Brother is no more aware of his brother. The country is being held by a tiny cord after it has been stretched thin and mere anarchy is about to be loosed on Nigeria, apologies to Chinua Achebe of blessed memory.
This tension, as stated earlier, is seriously affecting the NYSC programme and calling to question, its continued relevance. A programme aimed at strengthening the unity of the country is today weakening it, just because some blood thirsty hounds petted by the Federal Government are running loose. These blood hounds know no stranger or friend. They kill with glee and advertise it in a very debased manner.
For some years now, many of Nigeria’s youth have perished in various parts of Northern Nigeria where they were posted to serve their fatherland. They left home waving to their smiling parents and family members, only to be returned to them as corpses amid tears.
Today the country is callously doing little to protect the young graduates it sent out to serve her. Despite the Boko Haram wreaking havoc in states of the north, resulting in mass exodus from some of them, the NYSC authorities are still sending corps members to those places, including; wait for it, Maiduguri! Yes, Maiduguri. I learnt from the ongoing NYSC Batch A postings that many graduates from the southern part of the country are being posted to many flash points in the north, with the lame caveat that they could apply for reposting when they get there.
Why post them to their possible deaths in the first place when you know such places are bad? Has it occurred to them that a person posted to Maiduguri can be attacked and kidnapped on setting foot on that place? If that happens, from where will such a person apply for reposting? To me, that such postings should still be taking place exposes the crass hypocrisy of the entire exercise.

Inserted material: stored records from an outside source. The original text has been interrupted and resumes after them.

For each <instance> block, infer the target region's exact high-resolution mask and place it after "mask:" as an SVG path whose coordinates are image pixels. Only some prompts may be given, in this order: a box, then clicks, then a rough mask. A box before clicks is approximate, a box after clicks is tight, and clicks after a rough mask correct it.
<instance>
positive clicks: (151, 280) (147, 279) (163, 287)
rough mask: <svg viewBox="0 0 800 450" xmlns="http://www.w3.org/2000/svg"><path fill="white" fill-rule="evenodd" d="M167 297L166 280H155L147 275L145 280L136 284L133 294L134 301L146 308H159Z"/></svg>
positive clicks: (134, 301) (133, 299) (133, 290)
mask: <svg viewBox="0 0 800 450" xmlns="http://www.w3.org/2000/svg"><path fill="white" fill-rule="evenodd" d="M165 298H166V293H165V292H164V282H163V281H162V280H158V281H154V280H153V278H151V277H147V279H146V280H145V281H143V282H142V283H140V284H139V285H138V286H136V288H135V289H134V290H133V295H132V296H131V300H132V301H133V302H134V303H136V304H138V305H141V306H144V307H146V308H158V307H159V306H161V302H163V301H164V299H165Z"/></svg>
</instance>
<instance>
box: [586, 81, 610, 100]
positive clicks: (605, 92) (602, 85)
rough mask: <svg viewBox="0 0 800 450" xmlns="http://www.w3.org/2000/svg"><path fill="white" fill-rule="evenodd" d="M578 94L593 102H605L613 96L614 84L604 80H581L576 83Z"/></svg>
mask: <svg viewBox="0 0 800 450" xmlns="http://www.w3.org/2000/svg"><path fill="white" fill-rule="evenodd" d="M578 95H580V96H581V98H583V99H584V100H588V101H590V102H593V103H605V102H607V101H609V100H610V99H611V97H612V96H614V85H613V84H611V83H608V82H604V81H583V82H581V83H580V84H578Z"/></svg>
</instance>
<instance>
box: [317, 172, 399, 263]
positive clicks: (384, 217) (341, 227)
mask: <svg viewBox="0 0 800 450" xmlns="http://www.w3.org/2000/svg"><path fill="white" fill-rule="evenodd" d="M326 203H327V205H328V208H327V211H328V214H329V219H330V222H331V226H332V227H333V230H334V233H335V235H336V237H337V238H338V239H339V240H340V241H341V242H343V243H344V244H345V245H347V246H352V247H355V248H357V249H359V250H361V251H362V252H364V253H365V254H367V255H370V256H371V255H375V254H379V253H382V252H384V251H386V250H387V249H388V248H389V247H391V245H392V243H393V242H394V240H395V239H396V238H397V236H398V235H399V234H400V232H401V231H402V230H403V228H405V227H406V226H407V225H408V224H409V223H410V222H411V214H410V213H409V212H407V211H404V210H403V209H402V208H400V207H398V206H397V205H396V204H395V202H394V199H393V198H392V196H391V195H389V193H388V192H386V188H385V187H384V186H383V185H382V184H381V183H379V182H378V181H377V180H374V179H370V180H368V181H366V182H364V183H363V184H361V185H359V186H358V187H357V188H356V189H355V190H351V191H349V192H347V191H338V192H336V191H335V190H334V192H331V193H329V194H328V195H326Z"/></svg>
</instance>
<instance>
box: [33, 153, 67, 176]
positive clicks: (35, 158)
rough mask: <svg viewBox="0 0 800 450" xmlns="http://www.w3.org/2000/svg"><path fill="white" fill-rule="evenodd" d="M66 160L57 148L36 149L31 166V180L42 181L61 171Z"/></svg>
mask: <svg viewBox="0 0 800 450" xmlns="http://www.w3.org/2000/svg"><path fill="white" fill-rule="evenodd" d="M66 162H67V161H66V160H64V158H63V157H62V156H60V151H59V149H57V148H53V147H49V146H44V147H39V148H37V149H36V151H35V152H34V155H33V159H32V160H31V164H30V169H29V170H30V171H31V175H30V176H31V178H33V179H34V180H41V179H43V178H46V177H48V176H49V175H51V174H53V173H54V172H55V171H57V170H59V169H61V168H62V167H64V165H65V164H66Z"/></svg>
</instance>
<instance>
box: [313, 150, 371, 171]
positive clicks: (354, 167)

Do they want to tell me that if it had been the south that were the theatre of insurgency, northern students will still be posted there? If they really don’t want to consider the safety of these innocents, then they should either fashion out a way of ensuring that northern graduates serve in the north, while southern ones serve in the south; or they scrap the programme entirely. The lives of all Nigerians should matter. We should not be treating human life as though it is nothing.
No parent would be happy to waste money training their child in school only to lose that child due to some stupid and thoughtless action of some people at the helm who are not in touch with the realities of present day Nigeria.
Have we forgotten how Anambra State buried a female corps member killed in the north some years back? She was two months pregnant for her new husband.
It is time all Nigerians spoke up against this farce called NYSC programme for it has surely outlived its usefulness. Until security returns to the country, let our kids be alive to pursue their ambitions. We are tired of playing with fire.
It is suicidal sending our youths to their early graves simply because we are not ready to take back what we brought in. Let’s call a spade by its name.